The book club will be meeting again on Jan. 11 from 3 p.m. to 5 p.m. to discuss ”Puñalada Trapera,” a collection of short stories by contemporary Columbian authors showcasing the rich diversity of modern Columbian literature.
The program is sponsored by Joan Gray and Harris Hoffman through the Oregon Community Foundation.
Their funding specifically goes towards diversity programming, and because the Spanish-speaking community is the largest and most underserved, Curé said, the majority of funding is allocated to those projects.
The Spanish Language Book Group has been around for years and Curé said it started because it was requested by Spanish-speaking patrons. The club will read one book for two months and have two meetings to discuss it.
”It takes longer because we all have busy lives and it can take some time to read,” Curé said, adding that there’s also a wide range of language skills in the group. Although two thirds of the group are native speakers, there is still a variety of reading levels.
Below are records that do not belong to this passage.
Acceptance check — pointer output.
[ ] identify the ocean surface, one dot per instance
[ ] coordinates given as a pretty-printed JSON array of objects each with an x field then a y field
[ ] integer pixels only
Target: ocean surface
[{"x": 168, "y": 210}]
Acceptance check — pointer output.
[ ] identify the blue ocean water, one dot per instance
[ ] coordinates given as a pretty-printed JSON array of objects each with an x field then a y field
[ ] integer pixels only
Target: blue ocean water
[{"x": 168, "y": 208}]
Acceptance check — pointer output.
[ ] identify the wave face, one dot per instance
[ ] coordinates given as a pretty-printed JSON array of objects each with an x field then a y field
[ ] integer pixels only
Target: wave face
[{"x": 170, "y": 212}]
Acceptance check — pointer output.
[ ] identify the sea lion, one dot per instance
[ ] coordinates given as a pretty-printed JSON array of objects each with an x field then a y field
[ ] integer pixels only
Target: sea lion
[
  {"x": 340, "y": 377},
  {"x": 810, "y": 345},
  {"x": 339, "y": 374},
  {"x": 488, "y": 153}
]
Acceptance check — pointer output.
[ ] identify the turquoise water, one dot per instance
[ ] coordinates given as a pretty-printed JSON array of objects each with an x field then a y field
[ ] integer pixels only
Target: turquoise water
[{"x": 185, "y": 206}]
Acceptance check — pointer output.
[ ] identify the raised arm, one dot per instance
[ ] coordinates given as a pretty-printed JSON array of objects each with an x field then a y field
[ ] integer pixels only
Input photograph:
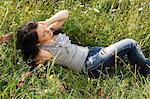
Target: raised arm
[{"x": 58, "y": 18}]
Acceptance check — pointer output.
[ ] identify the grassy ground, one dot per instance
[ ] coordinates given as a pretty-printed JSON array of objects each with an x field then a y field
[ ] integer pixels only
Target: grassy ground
[{"x": 91, "y": 22}]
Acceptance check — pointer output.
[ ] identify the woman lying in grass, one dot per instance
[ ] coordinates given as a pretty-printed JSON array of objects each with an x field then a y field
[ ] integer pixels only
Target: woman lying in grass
[{"x": 42, "y": 41}]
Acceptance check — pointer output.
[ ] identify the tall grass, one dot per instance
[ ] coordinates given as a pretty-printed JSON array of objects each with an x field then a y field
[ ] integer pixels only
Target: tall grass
[{"x": 91, "y": 23}]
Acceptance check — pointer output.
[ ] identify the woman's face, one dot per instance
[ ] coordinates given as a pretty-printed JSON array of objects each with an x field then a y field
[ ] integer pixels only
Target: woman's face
[{"x": 44, "y": 33}]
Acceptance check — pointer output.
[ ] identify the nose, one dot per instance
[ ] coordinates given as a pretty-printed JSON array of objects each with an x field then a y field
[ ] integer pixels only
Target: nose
[{"x": 46, "y": 28}]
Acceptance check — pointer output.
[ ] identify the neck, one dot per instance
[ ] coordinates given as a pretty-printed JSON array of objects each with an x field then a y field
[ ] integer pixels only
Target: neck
[{"x": 48, "y": 40}]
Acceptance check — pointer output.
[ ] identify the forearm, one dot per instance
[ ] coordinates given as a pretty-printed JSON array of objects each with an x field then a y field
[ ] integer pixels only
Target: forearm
[{"x": 61, "y": 15}]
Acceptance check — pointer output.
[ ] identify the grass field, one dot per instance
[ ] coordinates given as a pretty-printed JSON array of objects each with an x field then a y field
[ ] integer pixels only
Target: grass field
[{"x": 91, "y": 23}]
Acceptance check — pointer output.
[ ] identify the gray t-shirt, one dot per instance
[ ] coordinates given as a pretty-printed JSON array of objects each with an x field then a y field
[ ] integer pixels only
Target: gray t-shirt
[{"x": 67, "y": 54}]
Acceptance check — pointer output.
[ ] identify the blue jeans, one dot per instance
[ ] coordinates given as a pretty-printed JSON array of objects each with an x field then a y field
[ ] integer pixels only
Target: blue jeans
[{"x": 99, "y": 57}]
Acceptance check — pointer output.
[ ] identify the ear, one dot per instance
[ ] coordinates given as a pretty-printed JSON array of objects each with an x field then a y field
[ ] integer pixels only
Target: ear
[{"x": 43, "y": 56}]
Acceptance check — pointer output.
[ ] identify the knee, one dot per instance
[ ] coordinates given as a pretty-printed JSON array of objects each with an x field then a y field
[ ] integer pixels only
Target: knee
[{"x": 130, "y": 41}]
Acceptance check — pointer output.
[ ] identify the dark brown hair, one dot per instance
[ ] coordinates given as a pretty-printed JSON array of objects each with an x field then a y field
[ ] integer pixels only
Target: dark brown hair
[{"x": 27, "y": 39}]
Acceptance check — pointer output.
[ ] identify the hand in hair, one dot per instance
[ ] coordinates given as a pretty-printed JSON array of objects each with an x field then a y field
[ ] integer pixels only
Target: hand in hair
[{"x": 6, "y": 38}]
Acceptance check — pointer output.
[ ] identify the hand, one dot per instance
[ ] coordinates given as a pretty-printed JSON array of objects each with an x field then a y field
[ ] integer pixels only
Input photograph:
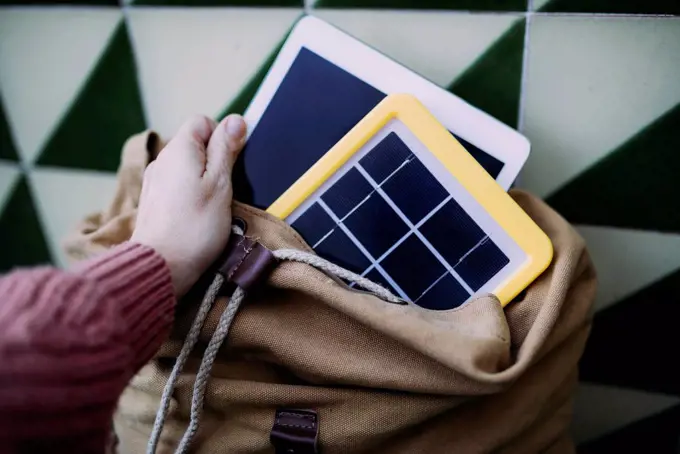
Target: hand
[{"x": 185, "y": 206}]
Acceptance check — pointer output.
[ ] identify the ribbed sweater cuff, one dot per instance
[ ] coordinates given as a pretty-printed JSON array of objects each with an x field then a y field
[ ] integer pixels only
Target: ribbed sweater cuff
[{"x": 136, "y": 278}]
The group reads novels and short stories, as well as non-fiction essays. This month’s book, ”Puñalada trapera,” was selected partly because a few patrons of the groups are immigrants from Columbia. Curé said that it can be a challenge to find the best Spanish books, so every few years a librarian will go to the world’s second biggest book fair in Guadalajara, Mexico, to select books for the library’s Spanish collection and book group.
The library will stock 11 to 12 copies of the book that are always all checked out and some are returned quickly to allow for more people to read it.
Curé said there are around seven to 14 patrons who meet to discuss the book each month.
Curé said that every book club has the community building aspect that will bring people together, noting Springfield has an English language book club as well. Beyond building a community, the group helps build self-satisfaction.
”As a librarian, one uplifting story – one participant who came confided in me that she had never read an entire book before,” Curé said. ”She immigrated here as a young mother and couldn’t finish high school. She’s since gone back to school and it was really nice that she felt welcome here.”